The Sudanese National Intelligence and Security Service (NISS) seized 12,000 copies from the printing presses. Editor-in-chief Ashraf Abdelaziz said that the confiscation “has left no opportunity for an appeal”.
“It is the fourth confiscation of its kind in a month's time.” El Jareeda did not run on 1 July after the National Council for Press and Publications issued a letter suspending the independent newspapers.
Journalist Alaludin Babiker's trial at the court in the West Darfur capital has been postponed. Babiker, working for El Raiulam newspaper, is charged with inciting demonstrations, destruction of public institutions, riots, and causing nuisance to the Sudanese authorities.
'They threatened to shoot me if I continue to write about state issues.'
The journalist covered the demonstrations against the bread shortage in El Geneina in December last year. He told Radio Dabanga that he was notified about the trial's postponement to 20 July over the telephone while in Khartoum.
He was released on bail for SDG30,000 ($4,900). “Now, I am being subjected to abusive prosecution by high officials in the state.”
“The security service in El Geneina interrogated me twice. They threatened to shoot me if I continue to write about the current issues in the state.”

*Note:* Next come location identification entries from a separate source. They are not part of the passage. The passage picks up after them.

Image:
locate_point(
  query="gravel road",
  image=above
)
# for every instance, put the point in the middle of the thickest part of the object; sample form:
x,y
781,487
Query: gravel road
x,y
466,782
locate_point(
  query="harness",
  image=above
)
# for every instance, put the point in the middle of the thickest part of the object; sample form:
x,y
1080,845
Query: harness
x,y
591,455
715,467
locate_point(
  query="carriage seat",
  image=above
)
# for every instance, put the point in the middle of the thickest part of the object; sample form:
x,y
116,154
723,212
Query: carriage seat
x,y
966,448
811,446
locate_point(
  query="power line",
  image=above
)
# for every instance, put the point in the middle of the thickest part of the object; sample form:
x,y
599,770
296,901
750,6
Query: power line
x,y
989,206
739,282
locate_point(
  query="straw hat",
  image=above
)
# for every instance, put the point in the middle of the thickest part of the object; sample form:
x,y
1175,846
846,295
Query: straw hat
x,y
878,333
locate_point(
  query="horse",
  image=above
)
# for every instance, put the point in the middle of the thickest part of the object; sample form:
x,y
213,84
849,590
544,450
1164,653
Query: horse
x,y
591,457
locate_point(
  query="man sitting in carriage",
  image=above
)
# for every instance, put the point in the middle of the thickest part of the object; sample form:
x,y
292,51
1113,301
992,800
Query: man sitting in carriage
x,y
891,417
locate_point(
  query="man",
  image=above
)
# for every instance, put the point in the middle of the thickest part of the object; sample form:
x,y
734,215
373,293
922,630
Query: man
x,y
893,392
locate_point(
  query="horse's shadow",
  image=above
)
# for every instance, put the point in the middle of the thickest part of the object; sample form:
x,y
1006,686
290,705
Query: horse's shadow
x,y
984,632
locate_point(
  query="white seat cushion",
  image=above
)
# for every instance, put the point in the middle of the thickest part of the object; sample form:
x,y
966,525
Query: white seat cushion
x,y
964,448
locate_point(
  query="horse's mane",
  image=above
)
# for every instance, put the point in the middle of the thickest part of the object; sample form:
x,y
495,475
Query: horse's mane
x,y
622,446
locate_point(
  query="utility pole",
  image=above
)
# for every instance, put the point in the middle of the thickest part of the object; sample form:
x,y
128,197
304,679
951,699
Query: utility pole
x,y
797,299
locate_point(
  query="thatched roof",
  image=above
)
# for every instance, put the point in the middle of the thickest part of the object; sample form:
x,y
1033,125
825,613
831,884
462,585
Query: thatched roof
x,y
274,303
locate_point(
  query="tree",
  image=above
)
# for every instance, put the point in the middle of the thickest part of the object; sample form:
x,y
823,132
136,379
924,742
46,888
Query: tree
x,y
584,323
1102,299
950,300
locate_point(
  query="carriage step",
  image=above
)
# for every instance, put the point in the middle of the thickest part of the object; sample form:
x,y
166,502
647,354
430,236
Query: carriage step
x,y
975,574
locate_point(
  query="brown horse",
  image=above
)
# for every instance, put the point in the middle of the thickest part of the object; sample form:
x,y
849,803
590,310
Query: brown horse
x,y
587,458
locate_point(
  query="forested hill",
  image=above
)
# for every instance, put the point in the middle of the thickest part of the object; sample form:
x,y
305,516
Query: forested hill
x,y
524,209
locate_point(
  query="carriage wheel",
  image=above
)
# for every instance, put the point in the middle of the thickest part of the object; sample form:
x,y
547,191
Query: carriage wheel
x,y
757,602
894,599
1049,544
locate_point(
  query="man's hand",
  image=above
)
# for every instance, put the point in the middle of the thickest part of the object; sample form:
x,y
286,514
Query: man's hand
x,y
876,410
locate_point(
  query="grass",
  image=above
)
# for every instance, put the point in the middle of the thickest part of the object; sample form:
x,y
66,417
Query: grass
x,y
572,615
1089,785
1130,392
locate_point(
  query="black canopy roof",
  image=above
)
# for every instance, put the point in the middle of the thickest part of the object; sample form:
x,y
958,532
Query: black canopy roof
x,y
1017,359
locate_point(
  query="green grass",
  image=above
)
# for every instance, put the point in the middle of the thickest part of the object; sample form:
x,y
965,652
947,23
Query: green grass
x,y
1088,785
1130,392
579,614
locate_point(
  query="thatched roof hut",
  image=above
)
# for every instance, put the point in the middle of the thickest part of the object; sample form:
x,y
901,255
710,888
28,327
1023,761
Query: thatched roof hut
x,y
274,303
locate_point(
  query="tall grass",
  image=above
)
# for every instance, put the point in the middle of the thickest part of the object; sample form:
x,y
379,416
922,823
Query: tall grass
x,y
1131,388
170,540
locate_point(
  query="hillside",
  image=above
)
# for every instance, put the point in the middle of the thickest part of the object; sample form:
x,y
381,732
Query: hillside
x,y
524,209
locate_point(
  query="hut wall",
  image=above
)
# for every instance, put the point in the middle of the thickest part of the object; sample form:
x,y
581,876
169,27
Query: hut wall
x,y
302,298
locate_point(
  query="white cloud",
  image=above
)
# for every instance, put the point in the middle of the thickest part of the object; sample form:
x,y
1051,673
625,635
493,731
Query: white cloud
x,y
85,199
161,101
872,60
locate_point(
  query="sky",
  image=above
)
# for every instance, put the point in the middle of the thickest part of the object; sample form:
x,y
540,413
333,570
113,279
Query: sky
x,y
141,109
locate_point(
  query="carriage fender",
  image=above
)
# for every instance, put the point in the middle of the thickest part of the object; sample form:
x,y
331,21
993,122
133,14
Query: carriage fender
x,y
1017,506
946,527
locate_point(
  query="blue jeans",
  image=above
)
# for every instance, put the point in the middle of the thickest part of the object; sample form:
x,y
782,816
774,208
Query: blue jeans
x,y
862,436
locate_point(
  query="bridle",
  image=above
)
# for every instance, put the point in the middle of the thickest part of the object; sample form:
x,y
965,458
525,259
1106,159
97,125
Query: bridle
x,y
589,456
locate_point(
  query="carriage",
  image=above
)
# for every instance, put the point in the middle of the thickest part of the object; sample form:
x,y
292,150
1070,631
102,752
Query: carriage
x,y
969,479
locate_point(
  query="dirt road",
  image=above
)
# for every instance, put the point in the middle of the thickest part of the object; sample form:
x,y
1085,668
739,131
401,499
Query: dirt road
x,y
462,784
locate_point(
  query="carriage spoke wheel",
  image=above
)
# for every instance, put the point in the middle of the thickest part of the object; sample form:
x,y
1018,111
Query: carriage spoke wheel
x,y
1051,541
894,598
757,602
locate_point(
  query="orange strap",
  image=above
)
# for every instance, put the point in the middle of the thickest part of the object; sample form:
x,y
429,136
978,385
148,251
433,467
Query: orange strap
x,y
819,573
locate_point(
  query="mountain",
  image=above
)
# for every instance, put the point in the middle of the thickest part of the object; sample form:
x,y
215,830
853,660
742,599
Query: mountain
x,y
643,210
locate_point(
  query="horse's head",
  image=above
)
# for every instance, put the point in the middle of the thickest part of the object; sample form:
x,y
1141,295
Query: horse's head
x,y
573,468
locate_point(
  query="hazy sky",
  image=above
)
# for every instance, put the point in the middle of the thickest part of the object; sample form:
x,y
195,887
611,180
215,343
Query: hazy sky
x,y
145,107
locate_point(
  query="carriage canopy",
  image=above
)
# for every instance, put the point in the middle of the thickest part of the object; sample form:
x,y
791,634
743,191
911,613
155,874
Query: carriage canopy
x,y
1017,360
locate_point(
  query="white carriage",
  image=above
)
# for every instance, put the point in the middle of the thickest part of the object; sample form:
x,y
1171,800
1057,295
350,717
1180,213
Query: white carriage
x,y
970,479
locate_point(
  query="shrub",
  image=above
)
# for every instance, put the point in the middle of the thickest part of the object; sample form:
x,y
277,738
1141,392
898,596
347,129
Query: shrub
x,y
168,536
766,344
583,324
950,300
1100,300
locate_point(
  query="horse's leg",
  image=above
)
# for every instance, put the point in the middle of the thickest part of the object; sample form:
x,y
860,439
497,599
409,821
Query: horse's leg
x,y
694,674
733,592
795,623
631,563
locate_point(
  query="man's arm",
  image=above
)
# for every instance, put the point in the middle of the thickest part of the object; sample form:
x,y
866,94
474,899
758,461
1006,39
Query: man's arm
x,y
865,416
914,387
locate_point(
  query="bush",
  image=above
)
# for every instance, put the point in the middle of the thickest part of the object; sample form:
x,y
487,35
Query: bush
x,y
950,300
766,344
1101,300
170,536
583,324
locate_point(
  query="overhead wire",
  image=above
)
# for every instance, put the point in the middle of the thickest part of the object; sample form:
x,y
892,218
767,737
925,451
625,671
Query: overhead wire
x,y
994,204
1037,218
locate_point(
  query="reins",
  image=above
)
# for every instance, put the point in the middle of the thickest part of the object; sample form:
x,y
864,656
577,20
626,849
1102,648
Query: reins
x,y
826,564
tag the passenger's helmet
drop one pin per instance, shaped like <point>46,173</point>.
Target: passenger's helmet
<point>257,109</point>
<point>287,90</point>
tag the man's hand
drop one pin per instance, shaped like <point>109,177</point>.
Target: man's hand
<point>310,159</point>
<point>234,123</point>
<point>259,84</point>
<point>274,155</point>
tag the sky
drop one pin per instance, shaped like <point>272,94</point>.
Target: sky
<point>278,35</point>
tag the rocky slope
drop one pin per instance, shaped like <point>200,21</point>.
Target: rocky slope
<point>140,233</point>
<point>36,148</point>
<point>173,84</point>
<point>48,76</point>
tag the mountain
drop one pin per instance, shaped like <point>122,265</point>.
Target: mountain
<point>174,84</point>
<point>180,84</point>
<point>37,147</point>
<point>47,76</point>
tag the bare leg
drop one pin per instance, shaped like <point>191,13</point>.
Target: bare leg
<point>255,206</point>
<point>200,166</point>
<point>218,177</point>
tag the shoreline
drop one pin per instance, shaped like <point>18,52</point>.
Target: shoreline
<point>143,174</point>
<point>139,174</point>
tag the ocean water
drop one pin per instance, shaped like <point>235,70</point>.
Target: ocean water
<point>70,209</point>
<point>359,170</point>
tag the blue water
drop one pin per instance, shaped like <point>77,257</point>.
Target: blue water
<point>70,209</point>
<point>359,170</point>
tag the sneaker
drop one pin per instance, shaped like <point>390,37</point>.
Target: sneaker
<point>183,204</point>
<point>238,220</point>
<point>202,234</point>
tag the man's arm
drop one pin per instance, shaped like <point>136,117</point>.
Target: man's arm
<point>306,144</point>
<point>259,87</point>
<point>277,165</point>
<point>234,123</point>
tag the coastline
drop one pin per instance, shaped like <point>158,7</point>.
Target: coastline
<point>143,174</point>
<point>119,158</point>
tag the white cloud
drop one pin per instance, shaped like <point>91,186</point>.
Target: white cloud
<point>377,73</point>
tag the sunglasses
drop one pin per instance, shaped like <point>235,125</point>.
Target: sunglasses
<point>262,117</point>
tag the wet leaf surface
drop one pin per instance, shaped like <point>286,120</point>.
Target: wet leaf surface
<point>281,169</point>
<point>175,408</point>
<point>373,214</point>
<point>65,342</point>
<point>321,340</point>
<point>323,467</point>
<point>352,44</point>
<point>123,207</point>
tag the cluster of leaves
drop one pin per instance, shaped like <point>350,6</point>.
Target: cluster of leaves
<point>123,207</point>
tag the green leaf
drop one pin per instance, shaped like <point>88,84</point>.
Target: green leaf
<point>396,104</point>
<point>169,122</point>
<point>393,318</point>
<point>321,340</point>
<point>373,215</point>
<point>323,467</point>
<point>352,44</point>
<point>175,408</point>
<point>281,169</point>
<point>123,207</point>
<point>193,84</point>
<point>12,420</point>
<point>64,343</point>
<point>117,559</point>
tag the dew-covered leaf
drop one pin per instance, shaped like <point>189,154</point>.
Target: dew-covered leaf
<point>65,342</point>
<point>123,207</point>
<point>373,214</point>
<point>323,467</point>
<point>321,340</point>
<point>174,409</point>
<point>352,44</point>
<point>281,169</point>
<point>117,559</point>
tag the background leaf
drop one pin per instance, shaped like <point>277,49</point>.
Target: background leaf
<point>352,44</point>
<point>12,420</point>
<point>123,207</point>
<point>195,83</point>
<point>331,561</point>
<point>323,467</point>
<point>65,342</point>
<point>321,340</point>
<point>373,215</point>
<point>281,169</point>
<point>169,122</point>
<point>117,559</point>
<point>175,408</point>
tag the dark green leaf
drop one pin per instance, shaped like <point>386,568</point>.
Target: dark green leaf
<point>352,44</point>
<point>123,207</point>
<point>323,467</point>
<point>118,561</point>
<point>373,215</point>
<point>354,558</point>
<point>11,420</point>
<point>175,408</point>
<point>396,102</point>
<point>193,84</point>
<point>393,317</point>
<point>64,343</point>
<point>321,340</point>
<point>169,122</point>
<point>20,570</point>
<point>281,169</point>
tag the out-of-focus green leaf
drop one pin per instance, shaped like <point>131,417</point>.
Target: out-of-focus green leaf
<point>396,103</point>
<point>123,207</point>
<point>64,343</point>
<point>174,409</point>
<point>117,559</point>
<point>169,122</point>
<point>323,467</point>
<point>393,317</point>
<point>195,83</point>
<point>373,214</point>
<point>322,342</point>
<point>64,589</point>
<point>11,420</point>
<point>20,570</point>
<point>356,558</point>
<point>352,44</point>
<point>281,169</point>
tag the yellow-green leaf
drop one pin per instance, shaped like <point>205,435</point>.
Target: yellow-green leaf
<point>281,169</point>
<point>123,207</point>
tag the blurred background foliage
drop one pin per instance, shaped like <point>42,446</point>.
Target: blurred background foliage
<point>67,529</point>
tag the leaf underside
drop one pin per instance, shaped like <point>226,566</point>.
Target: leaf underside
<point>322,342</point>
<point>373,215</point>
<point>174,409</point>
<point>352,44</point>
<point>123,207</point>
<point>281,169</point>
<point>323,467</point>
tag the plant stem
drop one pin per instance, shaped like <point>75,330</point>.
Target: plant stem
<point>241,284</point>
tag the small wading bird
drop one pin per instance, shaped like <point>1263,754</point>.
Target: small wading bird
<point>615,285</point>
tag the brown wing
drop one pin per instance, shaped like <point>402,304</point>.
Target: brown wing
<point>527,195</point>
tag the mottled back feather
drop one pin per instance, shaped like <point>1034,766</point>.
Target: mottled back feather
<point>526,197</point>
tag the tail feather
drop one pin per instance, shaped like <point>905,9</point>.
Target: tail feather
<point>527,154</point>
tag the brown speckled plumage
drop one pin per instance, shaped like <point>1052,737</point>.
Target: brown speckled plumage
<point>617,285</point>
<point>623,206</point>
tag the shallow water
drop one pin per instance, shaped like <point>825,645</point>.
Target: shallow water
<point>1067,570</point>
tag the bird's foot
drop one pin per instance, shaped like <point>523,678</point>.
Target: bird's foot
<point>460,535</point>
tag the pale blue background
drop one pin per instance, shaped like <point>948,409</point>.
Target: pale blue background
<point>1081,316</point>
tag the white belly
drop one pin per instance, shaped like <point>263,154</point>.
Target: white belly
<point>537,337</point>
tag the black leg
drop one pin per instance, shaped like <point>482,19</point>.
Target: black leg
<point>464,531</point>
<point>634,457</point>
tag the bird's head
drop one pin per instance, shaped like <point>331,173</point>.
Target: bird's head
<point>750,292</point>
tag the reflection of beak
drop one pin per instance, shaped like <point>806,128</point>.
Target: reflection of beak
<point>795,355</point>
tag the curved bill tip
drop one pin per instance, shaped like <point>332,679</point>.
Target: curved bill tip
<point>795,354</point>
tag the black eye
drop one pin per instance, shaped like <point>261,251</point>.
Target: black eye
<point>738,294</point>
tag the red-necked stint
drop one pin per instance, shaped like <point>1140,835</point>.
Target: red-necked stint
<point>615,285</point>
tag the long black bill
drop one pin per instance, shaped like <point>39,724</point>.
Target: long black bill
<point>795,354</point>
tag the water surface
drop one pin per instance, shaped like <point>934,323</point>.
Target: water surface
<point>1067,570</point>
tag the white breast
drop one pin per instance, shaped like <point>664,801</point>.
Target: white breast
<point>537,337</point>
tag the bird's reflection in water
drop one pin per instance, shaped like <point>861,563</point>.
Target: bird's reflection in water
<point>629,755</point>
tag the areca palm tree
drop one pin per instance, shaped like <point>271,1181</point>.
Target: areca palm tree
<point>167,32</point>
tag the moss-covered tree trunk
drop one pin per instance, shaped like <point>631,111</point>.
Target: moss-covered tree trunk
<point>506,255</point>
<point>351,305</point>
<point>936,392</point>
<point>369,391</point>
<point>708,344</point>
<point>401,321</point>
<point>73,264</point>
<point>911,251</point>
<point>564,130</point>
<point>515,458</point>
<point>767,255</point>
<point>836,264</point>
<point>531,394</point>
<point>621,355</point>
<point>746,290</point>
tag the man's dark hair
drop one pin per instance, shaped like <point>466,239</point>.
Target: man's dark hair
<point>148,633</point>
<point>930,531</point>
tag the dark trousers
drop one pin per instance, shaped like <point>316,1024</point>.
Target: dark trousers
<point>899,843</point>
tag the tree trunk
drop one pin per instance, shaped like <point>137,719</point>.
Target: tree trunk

The Sudanese Journalists Network responded in a statement last month that the Sudanese press is experiencing the most challenging time in its history under the current regime. It said that the Sudanese regime has used “all kinds of weapons and tactics to subdue the press”, including confiscation of newspapers and exploiting some of the laws to persecute and intimidate journalists via the parliamentary and judicial measures, in order to “humiliate them”.